Given a positive integer, print the next smallest and the next largest number that have the same number of 1 bits in their binary representation.
Example1:
Input: num = 2 (0b10)
Output: [4, 1] ([0b100, 0b1])
Example2:
Input: num = 1
Output: [2, -1]
Note:
1 <= num <= 2147483647
If there is no next smallest or next largest number, output -1.
Solutions
Solution 1: Bit Manipulation
First, let's consider how to find the first number that is larger than \(num\) and has the same number of \(1\)s in its binary representation.
We can traverse the adjacent two binary bits of \(num\) from low to high.
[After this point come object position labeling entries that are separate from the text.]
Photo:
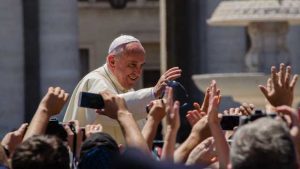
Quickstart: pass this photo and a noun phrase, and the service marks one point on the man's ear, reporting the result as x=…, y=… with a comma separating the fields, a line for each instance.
x=111, y=61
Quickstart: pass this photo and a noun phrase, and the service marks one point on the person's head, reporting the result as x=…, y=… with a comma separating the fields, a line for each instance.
x=98, y=152
x=126, y=57
x=264, y=143
x=41, y=152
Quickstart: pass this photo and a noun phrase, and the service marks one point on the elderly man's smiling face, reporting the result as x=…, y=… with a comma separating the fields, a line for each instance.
x=128, y=68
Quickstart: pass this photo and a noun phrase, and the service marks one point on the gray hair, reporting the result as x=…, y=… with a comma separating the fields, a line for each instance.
x=266, y=143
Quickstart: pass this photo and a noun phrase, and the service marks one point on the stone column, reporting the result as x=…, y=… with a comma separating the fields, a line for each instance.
x=268, y=46
x=11, y=69
x=59, y=44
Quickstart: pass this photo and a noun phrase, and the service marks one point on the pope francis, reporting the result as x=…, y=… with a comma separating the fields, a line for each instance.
x=123, y=68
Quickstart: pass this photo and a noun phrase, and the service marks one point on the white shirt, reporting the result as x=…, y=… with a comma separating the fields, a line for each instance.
x=100, y=80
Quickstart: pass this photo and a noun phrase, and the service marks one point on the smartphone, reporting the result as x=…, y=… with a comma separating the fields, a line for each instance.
x=228, y=122
x=91, y=100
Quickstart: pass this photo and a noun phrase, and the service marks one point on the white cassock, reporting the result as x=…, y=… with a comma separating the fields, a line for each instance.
x=100, y=80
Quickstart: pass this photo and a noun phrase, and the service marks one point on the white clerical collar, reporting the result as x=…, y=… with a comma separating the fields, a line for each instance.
x=114, y=80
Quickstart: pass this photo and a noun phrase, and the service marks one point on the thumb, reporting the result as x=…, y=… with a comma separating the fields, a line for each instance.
x=264, y=90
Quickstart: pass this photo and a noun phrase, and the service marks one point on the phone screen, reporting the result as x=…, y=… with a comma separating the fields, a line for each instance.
x=228, y=122
x=91, y=100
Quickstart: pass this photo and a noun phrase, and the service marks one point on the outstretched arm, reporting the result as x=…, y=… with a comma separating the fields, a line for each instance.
x=280, y=88
x=50, y=105
x=215, y=127
x=171, y=74
x=116, y=108
x=173, y=124
x=156, y=114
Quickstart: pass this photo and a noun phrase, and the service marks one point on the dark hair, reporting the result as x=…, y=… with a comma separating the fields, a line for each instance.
x=265, y=143
x=41, y=152
x=98, y=152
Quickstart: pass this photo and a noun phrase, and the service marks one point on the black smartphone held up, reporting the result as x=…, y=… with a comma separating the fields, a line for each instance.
x=91, y=100
x=228, y=122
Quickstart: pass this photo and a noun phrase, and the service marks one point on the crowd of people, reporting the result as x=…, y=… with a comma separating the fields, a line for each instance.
x=121, y=135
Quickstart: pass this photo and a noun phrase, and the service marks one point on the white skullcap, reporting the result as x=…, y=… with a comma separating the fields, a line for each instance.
x=123, y=39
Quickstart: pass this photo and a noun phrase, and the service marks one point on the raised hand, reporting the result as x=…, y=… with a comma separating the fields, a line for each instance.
x=91, y=129
x=54, y=100
x=12, y=139
x=195, y=115
x=172, y=110
x=113, y=105
x=244, y=109
x=280, y=89
x=170, y=74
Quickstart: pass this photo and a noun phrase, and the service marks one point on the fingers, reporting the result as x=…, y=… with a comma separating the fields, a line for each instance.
x=269, y=84
x=22, y=129
x=287, y=76
x=205, y=103
x=274, y=77
x=246, y=109
x=281, y=74
x=264, y=90
x=57, y=90
x=169, y=104
x=197, y=106
x=293, y=82
x=290, y=112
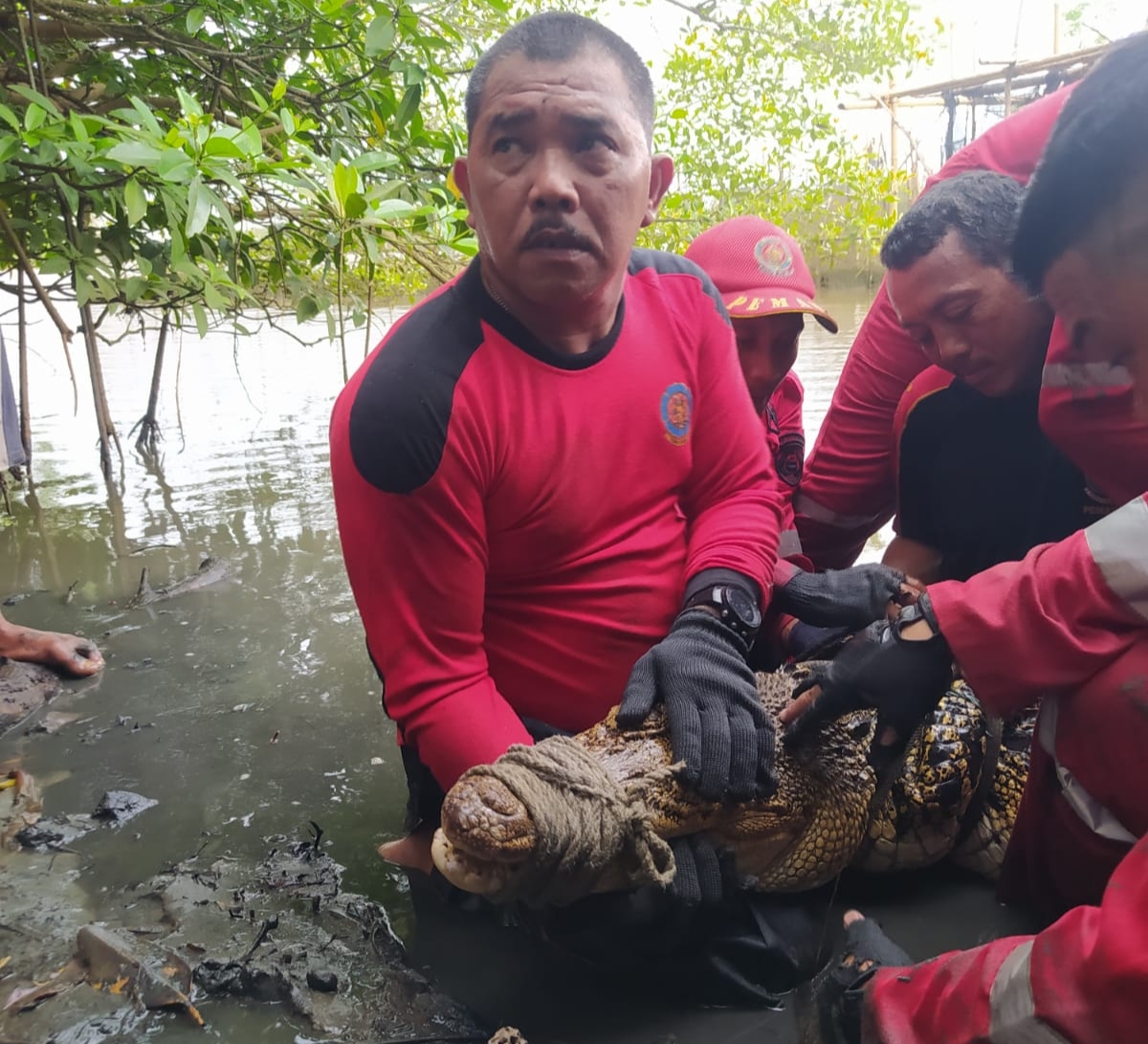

If the lower bit is \(1\) and the adjacent higher bit is \(0\), then we have found a position where we can change the \(0\) at this position to \(1\) and change the \(1\) at this position to \(0\). Then we move all the remaining lower bits of \(1\) to the lowest bit, so we get a number that is larger than \(num\) and has the same number of \(1\)s in its binary representation.
Similarly, we can find the first number that is smaller than \(num\) and has the same number of \(1\)s in its binary representation.
We can traverse the adjacent two binary bits of \(num\) from low to high. If the lower bit is \(0\) and the adjacent higher bit is \(1\), then we have found a position where we can change the \(1\) at this position to \(0\) and change the \(0\) at this position to \(1\). Then we move all the remaining lower bits of \(0\) to the lowest bit, so we get a number that is smaller than \(num\) and has the same number of \(1\)s in its binary representation.
In implementation, we can use a piece of code to handle the above two situations uniformly.
The time complexity is \(O(\log n)\), where \(n\) is the size of \(num\). The space complexity is \(O(1)\).